Many retirees admit they are living longer than they expected, and long-term inflation is really taking its toll, says Steve Bowlds, president of Retirement Benefit Advisors, Sand Springs, Okla.
"Even though we had low inflation through the 1990s, it still has a cumulative effect. The problem retirees are facing today is that they are living much longer in retirement than they anticipated at the time they retired," he explains.
Retirees may be spending as much as 25-30 years in retirement, so retirees that Bowlds started working with in 1979 are now in their 24th year of retirement.
"The buying power of the money they had when they retired has eroded to purchase probably 60% of what it could buy back then," he says.
Furthermore, the downturn in interest rates and yields on fixed investments is squeezing retirees who are holding on to conservative vehicles like certificates of deposit.
"Its a major concern for people in post-retirement who invest conservatively and just try to live off interest," says Joseph T. Molony, a financial representative of the Northwestern Mutual Financial Network, Lancaster, Pa.
Molony recommends that younger retirees create a balanced portfolio that will generate the income they need for a long retirement.
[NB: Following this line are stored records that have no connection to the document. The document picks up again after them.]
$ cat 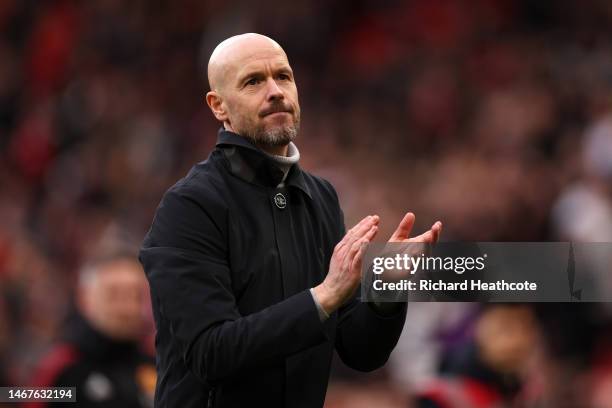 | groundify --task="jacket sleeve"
[140,191,327,385]
[329,184,407,371]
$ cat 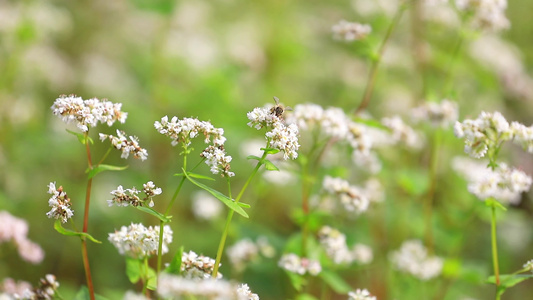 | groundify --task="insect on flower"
[270,97,292,118]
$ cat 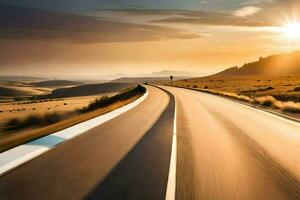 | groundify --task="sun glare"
[282,22,300,40]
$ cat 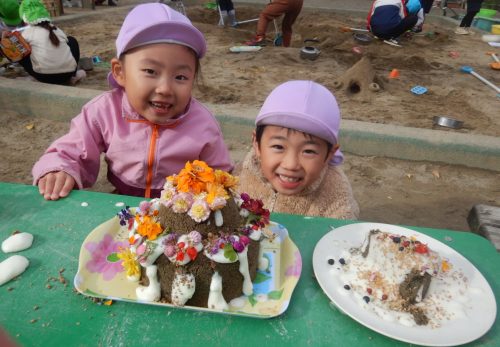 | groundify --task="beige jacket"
[238,149,359,219]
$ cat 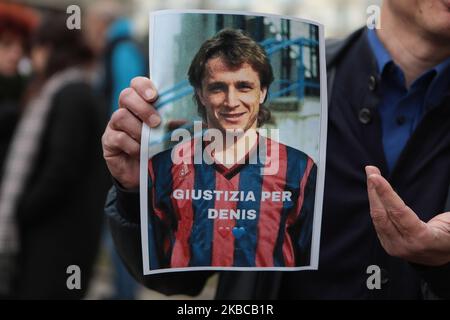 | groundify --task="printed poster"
[140,10,327,274]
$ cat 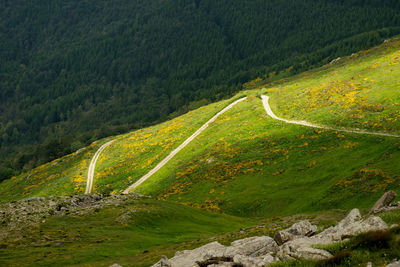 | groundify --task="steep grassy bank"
[0,198,256,266]
[138,97,400,219]
[0,98,244,202]
[266,37,400,133]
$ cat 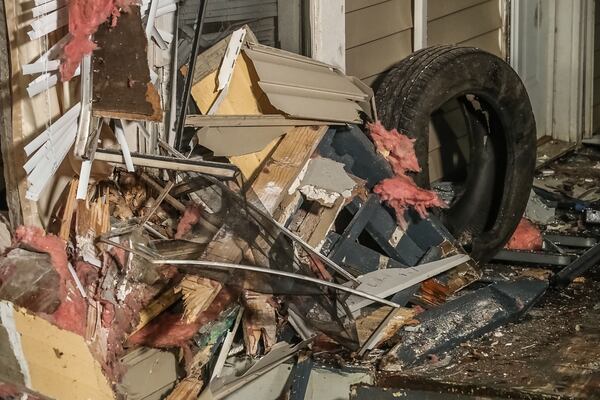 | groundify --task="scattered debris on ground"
[0,0,600,400]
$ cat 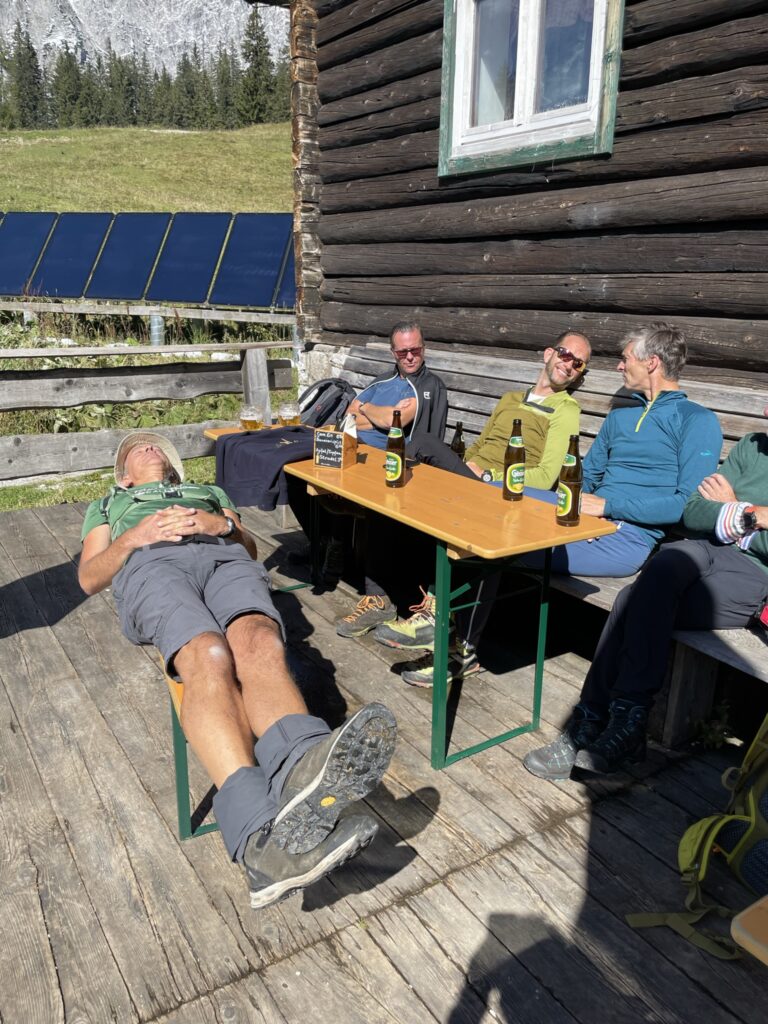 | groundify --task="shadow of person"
[302,782,440,912]
[0,561,86,639]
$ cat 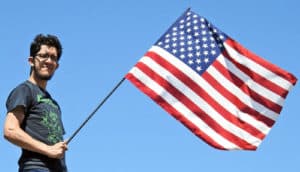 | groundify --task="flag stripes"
[126,43,296,150]
[125,8,297,150]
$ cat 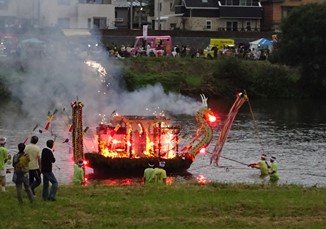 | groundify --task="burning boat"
[76,93,248,177]
[84,95,217,177]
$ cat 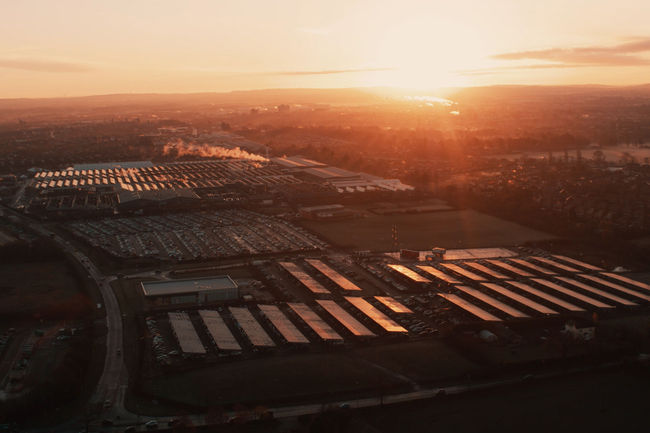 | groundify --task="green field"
[142,340,481,407]
[0,261,92,318]
[302,210,553,251]
[143,354,408,407]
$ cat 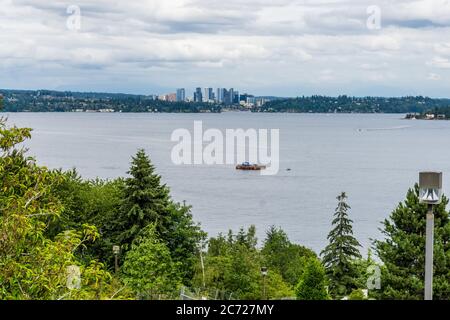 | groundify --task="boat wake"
[358,126,412,132]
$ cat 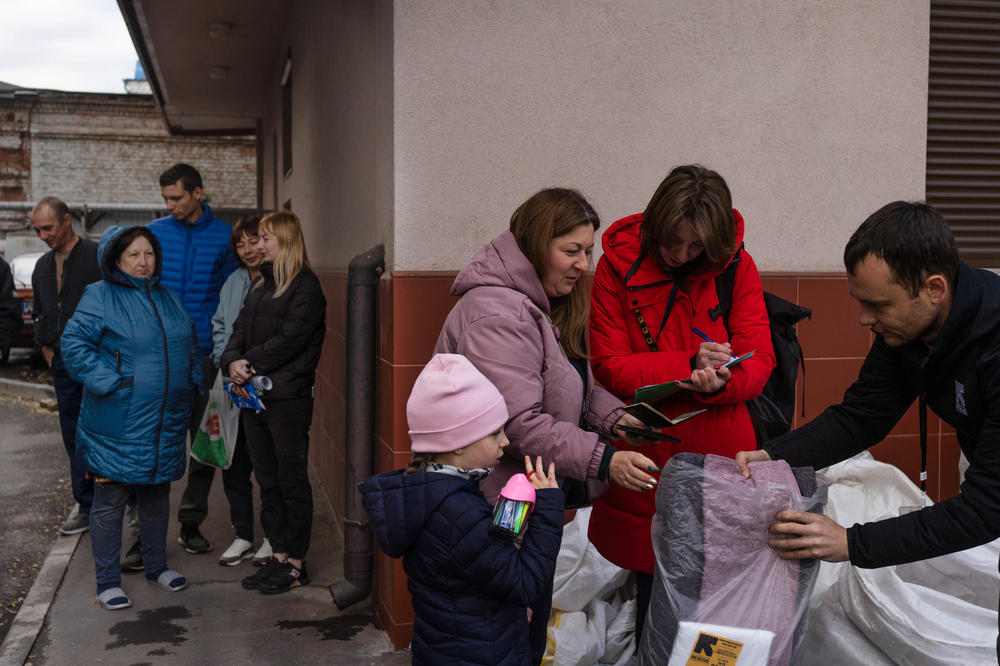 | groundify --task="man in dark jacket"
[31,197,101,534]
[147,163,237,560]
[736,201,1000,652]
[0,253,21,363]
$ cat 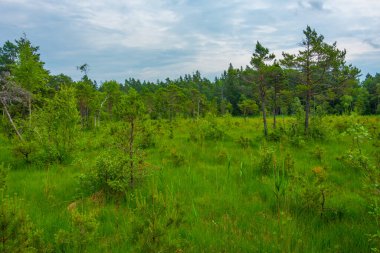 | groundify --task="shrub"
[237,136,252,149]
[55,209,99,252]
[131,192,186,252]
[0,197,47,252]
[258,145,274,175]
[80,150,144,197]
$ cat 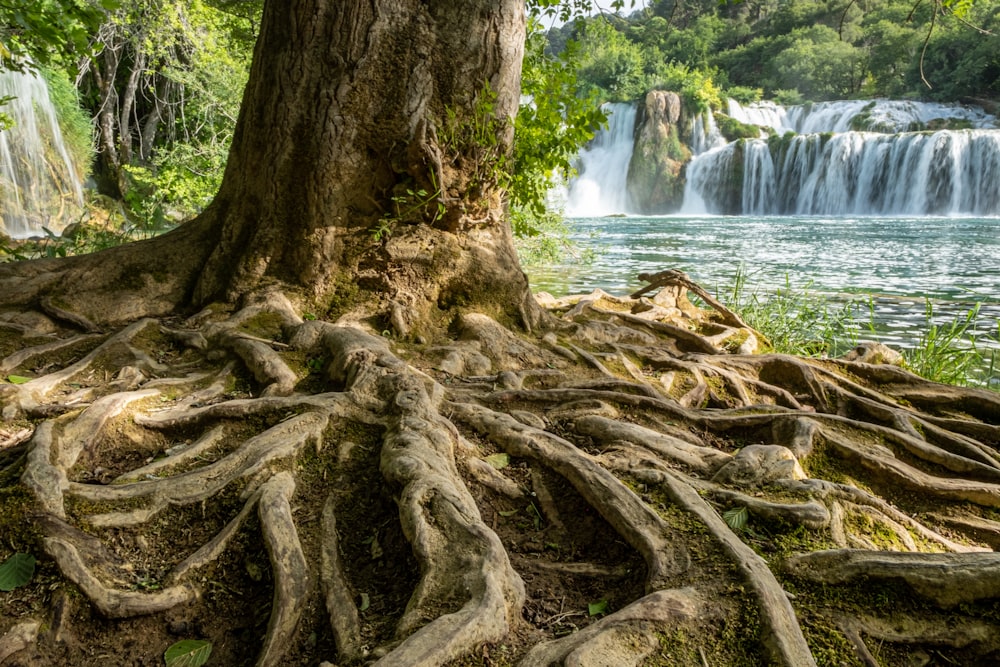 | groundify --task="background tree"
[0,0,1000,667]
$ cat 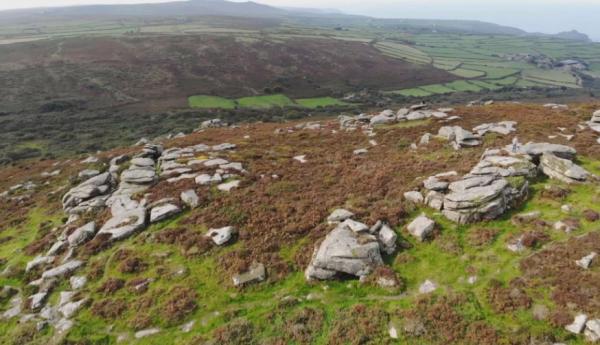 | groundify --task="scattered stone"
[531,304,550,321]
[377,224,398,255]
[425,190,444,211]
[69,276,87,290]
[438,126,481,148]
[29,291,49,312]
[340,219,369,233]
[565,314,587,334]
[42,260,83,279]
[575,252,598,270]
[232,263,267,287]
[206,226,237,246]
[554,219,580,234]
[540,153,590,184]
[181,189,200,209]
[419,280,437,294]
[506,236,525,253]
[150,204,181,223]
[327,208,354,224]
[180,320,196,333]
[305,224,383,280]
[217,180,241,192]
[583,210,600,222]
[134,328,160,339]
[294,155,307,163]
[25,256,56,272]
[584,319,600,343]
[96,207,146,241]
[560,204,573,214]
[473,121,517,136]
[407,215,435,242]
[67,222,96,247]
[404,191,424,204]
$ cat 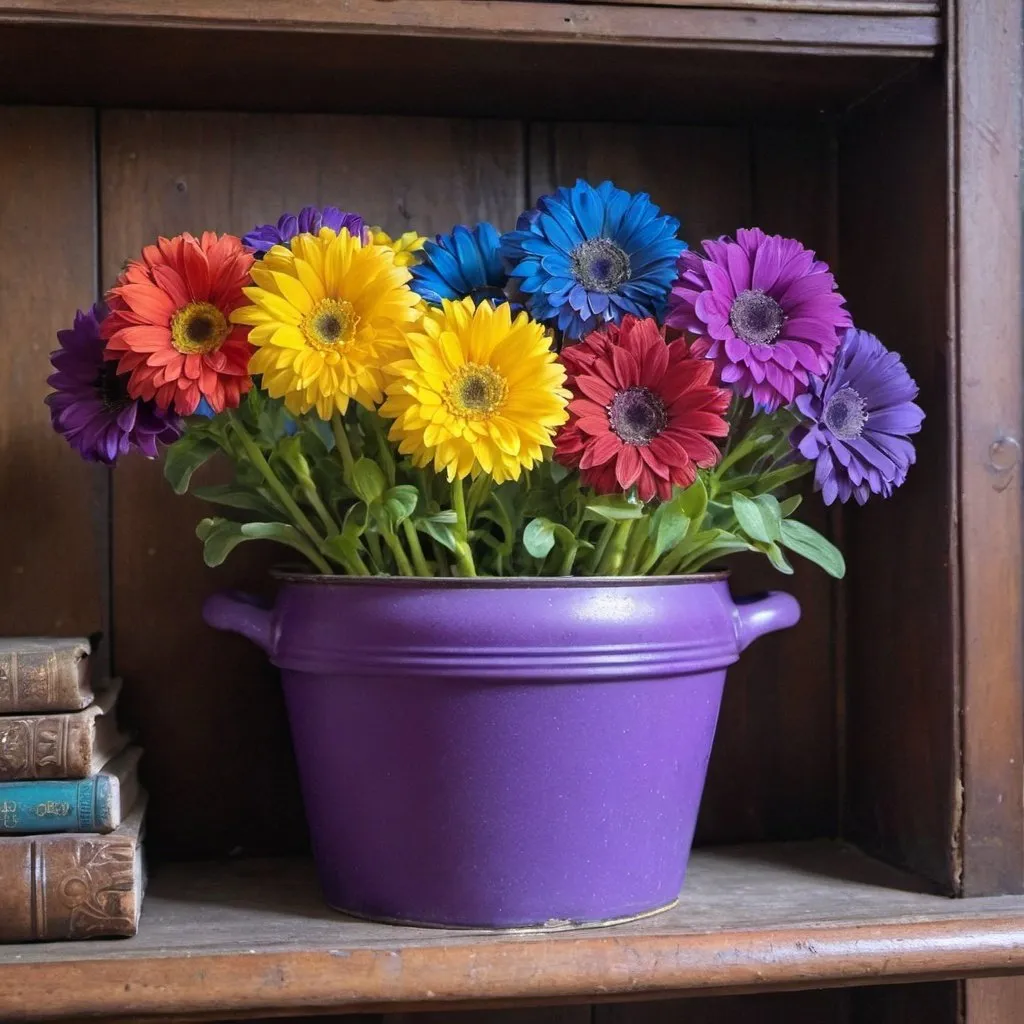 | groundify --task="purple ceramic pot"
[205,575,800,928]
He suggests an "ideal portfolio allocation," which is a function of the assets available for investment.
For example, when working with a client who may have $2 million of investable assets to work with, if they only need $100,000 a year through retirement, their portfolio only needs to generate a 5% annual return. "Their risk tolerance only has to be as high as necessary to sustain their standard of living given the amount of invested funds they have available," says Molony.
But older retirees who have a lot of money invested in CDs have seen returns drop to as low as 1%, says Robert A. Kaiser, president of Kaiser Financial Group, Fanwood, N.J. "The CD money has really hurt senior retirees."
A strategy Kaiser has recommended to retirees who are looking to increase their income generated by CDs is to use two insurance products–a life annuity and life insurance.
An 80-year-old client of Kaiser had a CD that was generating income of just over 1%. By moving this money into an immediate annuity with lifetime income, her annual income increased to about 10%. "The yield on that is very high," he says.
Of course, the problem with a lifetime annuity is upon death there are no proceeds payable to heirs, Kaiser explains. If his client passed away in the next couple years, Kaiser knows he would have some very angry heirs to deal with.